Like many before him, Mauricio Dubon showed up at Giants camp in The Best Shape of His Life, having added 12 pounds to his slender frame over the offseason. But it's Dubon's brain, not his brawn, that has his manager and teammates seeing a breakout season coming.
Dubon quietly increased his production over the course of last season, and that approach has carried over to the Cactus League, where the 26-year-old has reached base in 17 of 36 plate appearances and walked twice as often as he has struck out. Asked last week if someone was standing out this camp, Gabe Kapler quickly mentioned Dubon.
"Dubon really stands out as a player that's made significant adjustments to his approach," Kapler said. " Last year he improved his walk rate relative to his career norms and I think that you want to see it again, you want to see that continue, and he's demonstrated that he can stay more balanced now than he was able to stay last year, stay in his legs more, have a more calm approach at the plate.
"Last year, as we got to the bottom part of the lineup, sometimes the at-bats were quick, sometimes there was not the matching of the guys at the top of the lineup in terms of their patience level and their aggressiveness on pitches they could drive. I think Mauricio has made pretty big improvements in that regard."
With Tommy La Stella and Mike Yastrzemski poised to hit at the top of the lineup, Dubon looks to once again be down near the bottom, likely just ahead of the pitcher, but the Giants see him stretching out their entire lineup this season with his new approach. Dubon said it's simple: He has fully bought in to this coaching staff's emphasis on looking for pitches you can drive and laying off ones you can't. His goal right now is to "do damage" at the plate and limit wasted at-bats.
"If I can't hit it out, I'm not swinging," he said.
The change in mindset actually locked in late last season, when Dubon became the Giants' everyday center fielder over the second half. Over the first 30 games of the season, Dubon had a .311 on-base percentage and slugged .324 with one homer. Over the final 30 games, he reached base at a .356 clip, slugged .438 and hit three homers.
"We all kind of go through this as major leaguers. When he got up in 2019 he looked really good, and there tends to be an adjustment to you where you feel you take a step back," left fielder Alex Dickerson said. "We were seeing improvement from him in the 60-game season and I don't think you got to see him capitalize on it as much as he was going to. He's just kind of continued off of that.
"He's just in a good spot with his swing and how he's really driving the ball and seeing pitches this year. That's just kind of an adjustment with reps more than anything."

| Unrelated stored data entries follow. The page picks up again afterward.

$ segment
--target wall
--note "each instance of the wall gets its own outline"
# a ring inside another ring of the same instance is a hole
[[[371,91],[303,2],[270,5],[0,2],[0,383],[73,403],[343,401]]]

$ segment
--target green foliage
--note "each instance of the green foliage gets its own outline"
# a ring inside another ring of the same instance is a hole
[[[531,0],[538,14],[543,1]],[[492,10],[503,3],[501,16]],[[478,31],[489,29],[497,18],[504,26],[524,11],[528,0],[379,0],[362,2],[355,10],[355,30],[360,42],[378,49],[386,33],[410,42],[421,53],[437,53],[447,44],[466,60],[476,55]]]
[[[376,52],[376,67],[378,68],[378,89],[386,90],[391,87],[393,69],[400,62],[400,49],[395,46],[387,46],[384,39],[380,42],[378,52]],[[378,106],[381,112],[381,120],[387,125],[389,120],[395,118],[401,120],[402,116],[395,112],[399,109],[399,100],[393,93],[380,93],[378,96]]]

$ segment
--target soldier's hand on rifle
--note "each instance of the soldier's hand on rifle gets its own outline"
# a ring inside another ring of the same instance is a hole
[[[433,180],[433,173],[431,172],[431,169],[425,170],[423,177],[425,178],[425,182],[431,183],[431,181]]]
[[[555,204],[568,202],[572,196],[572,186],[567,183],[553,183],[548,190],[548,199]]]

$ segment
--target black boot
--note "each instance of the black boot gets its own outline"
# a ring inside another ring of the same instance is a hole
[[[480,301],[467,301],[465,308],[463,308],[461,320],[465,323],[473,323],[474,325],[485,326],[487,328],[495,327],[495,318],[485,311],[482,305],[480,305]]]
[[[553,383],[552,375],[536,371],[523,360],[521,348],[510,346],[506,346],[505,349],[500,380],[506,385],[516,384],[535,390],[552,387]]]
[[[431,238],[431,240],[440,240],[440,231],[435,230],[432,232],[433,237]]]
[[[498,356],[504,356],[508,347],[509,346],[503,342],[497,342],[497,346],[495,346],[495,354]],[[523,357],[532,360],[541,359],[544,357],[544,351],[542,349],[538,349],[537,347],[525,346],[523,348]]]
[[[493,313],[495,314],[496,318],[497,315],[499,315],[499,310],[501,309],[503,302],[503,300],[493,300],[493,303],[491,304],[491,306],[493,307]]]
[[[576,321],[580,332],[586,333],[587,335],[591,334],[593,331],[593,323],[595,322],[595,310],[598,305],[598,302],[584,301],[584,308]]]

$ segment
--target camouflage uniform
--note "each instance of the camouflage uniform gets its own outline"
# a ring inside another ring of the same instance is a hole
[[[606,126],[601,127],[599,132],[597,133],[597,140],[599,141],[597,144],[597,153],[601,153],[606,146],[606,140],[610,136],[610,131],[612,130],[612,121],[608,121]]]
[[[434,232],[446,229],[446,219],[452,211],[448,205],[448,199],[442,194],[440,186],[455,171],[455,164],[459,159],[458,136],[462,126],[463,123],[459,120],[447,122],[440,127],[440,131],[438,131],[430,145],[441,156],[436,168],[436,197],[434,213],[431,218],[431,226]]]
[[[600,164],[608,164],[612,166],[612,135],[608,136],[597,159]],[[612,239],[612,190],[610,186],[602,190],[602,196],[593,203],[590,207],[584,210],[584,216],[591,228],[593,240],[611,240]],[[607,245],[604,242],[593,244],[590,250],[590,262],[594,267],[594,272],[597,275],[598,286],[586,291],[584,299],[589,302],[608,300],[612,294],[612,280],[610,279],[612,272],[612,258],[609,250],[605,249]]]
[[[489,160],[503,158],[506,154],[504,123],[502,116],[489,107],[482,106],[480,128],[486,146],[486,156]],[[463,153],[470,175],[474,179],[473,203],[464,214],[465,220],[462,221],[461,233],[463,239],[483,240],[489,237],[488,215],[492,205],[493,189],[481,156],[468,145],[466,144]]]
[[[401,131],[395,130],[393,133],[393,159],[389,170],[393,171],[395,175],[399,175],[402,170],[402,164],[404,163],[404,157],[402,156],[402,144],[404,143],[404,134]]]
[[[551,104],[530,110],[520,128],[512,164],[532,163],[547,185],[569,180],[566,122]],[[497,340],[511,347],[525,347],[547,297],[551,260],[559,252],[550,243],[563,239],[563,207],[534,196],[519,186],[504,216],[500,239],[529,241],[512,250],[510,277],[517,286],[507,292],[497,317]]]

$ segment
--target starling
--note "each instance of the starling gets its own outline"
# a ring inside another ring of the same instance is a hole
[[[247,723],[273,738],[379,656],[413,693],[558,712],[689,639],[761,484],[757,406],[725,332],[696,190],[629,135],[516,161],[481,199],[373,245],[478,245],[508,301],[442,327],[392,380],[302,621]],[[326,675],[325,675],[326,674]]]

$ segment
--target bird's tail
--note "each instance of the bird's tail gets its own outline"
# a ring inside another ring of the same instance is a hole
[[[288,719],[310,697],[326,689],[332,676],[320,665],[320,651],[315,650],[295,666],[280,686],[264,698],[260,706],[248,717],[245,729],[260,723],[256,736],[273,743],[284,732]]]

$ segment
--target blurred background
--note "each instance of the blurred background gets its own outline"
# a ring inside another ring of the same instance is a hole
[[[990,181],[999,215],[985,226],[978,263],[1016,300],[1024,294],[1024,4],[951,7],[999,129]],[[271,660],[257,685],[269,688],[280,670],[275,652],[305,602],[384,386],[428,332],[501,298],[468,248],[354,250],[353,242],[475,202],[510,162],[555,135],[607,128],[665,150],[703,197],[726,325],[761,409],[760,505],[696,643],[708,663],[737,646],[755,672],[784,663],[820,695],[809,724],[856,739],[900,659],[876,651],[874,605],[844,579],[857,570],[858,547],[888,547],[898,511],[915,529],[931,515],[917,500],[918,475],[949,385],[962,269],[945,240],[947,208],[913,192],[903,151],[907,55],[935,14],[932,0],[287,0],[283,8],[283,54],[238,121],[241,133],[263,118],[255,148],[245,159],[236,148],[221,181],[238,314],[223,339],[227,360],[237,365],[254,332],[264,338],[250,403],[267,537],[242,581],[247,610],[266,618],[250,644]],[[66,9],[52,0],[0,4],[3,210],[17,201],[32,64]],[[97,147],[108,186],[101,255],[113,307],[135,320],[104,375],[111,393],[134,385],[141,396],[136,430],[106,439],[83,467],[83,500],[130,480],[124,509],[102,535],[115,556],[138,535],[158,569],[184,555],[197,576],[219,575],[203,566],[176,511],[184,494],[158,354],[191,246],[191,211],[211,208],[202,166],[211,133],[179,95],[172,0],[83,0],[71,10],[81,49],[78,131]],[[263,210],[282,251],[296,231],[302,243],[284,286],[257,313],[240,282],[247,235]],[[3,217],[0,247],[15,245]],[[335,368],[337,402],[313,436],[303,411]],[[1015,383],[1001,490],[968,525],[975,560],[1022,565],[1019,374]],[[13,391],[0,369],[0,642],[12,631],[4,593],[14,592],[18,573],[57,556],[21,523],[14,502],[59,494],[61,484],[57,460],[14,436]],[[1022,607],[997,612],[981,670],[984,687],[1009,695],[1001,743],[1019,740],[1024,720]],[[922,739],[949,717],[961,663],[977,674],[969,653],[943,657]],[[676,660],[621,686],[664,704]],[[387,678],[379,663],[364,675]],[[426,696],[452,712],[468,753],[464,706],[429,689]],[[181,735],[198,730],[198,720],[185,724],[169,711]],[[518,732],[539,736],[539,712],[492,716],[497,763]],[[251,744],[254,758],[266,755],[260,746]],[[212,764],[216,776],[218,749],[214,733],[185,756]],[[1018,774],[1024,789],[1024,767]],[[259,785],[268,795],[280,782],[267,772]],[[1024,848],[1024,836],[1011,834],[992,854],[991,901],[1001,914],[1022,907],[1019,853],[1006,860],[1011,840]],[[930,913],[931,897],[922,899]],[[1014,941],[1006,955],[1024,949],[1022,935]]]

Dubon looks poised to get plenty of them this season, especially with the way the opening day roster is shaping up. None of the other center field options have jumped up and grabbed a job, so Dubon should once again start there against all lefties and a lot of righties. After tucking his infield glove away last September, Dubon has spent much of this spring doing drills with Brandon Crawford, and he's easily Kapler's best backup option at short.
Dubon could end up in the lineup as much as any Giant outside of Mike Yastrzemski, and he's ready for it. This is where the brawn comes in. Dubon added muscle to tap into more power, but he's also more physically ready to handle a 162-game season full of long at-bats, sprints in center, and throws from different positions.
"He's made physical improvements that we've talked about and that continue to be noticeable," Kapler said. "He's driving the baseball more. I think his legs are more underneath him with his throws across the diamond and with his athleticism in center field. He has just taken a lot of feedback over the course of the last calendar year and applied it really well."